Next Article in Journal
A Cost-Aware Framework for QoS-Based and Energy-Efficient Scheduling in Cloud–Fog Computing
Previous Article in Journal
Financial Market Correlation Analysis and Stock Selection Application Based on TCN-Deep Clustering
Previous Article in Special Issue
A Novel Logo Identification Technique for Logo-Based Phishing Detection in Cyber-Physical Systems
 
 
Article
Peer-Review Record

BERT- and BiLSTM-Based Sentiment Analysis of Online Chinese Buzzwords

Future Internet 2022, 14(11), 332; https://doi.org/10.3390/fi14110332
by Xinlu Li, Yuanyuan Lei and Shengwei Ji *
Reviewer 1: Anonymous
Reviewer 2: Anonymous
Reviewer 3:
Reviewer 4:
Future Internet 2022, 14(11), 332; https://doi.org/10.3390/fi14110332
Submission received: 30 September 2022 / Revised: 7 November 2022 / Accepted: 10 November 2022 / Published: 14 November 2022
(This article belongs to the Special Issue Security and Community Detection in Social Network)

Round 1

Reviewer 1 Report

The authors proposed a hybrid deep learning model combining BERT and BiLSTM for sentiment analysis of Online Chinese Buzzwords (OCBs). I think that this topic is interesting. They also give a short review of previous papers and perform a experimental comparison between the proposed model and other models using several metrics (precision, F1 score and recall).

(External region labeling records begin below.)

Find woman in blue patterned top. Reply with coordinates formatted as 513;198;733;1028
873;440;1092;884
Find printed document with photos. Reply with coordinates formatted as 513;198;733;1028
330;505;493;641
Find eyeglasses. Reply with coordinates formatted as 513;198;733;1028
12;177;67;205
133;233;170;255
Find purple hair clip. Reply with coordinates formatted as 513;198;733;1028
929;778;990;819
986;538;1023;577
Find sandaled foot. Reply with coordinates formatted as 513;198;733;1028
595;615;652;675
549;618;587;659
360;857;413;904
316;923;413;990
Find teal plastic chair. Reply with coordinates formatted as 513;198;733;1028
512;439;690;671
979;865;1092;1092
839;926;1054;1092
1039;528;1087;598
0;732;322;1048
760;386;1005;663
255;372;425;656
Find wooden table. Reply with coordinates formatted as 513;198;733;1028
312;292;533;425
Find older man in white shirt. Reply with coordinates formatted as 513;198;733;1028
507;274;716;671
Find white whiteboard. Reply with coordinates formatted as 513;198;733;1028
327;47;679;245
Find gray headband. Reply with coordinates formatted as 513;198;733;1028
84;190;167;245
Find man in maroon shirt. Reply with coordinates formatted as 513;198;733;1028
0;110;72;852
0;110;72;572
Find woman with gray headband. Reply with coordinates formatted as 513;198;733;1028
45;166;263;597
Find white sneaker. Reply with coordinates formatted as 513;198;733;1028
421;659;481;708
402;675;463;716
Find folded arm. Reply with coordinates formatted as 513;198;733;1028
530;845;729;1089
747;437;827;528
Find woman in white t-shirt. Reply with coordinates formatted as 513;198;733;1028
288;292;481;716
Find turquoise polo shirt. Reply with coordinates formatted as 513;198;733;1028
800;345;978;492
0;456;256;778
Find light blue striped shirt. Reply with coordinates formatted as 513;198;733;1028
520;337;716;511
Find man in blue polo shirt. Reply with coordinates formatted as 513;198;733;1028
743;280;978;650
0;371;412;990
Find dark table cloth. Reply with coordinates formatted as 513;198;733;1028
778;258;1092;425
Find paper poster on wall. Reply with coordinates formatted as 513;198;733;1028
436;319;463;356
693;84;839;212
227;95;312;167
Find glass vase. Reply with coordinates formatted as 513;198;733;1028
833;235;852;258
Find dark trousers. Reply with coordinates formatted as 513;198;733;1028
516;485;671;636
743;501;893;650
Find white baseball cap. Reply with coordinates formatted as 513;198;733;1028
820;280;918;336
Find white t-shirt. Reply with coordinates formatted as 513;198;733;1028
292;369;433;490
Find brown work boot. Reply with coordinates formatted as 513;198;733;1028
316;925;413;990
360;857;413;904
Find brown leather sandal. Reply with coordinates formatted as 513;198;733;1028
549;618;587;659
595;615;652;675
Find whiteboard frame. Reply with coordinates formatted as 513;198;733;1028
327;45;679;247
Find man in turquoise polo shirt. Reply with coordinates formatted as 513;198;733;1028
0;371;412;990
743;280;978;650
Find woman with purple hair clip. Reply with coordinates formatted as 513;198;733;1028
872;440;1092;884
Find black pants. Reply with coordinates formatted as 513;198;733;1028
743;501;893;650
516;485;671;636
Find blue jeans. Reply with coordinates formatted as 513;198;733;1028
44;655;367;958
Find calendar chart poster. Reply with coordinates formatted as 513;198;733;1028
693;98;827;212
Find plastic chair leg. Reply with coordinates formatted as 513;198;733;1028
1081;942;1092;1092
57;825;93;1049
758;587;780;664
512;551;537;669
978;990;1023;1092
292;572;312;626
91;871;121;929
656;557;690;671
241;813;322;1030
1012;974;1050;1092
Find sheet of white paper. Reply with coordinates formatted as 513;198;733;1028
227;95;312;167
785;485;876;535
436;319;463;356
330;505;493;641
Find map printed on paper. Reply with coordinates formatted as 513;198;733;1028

However, I think that there is a minor issue: The authors should clarify the limitations of the proposed model.

Author Response

Please see the attachment.

Author Response File: Author Response.pdf

Reviewer 2 Report

The paper is titled – “BERT and BiLSTM-Based Sentiment Analysis of Online Chinese Buzzwords”. A deep learning model combining BERT and BiLSTM has been proposed in this work to generate dynamic representations of OCBs vectors in downstream tasks by fine-tuning the BERT model, and to capture the information of the text at the embedding layer to solve the problem of static representations of word vectors. The experimental results indicate that the model works well in the comprehensive evaluation index F1. The work seems novel. However, the presentation of the paper needs improvement. It is suggested that the authors make the necessary changes/updates to their paper as per the following comments:

1. The authors have cited [35] and [36] by stating that the dataset was developed based on these sources. These sources are two websites that do not have any dataset available for direct use or re-use. If the authors used any form of web scraper or similar to collect data from these websites – it should be clearly mentioned, and the methodology should also be presented and discussed. 

2. The authors have not mentioned anything about the ethical nature of data mining. It seems they collected the data from both websites (references 35 and 36). However, do the websites define published information as “public”? At the same time, do the privacy and security policies allow any form of data mining, such as the approach that was used by the authors?

3. The LSTM update formula (equations 1 to 6) is not clear. Please elaborate. The definitions of some of the variables used in these equations are missing.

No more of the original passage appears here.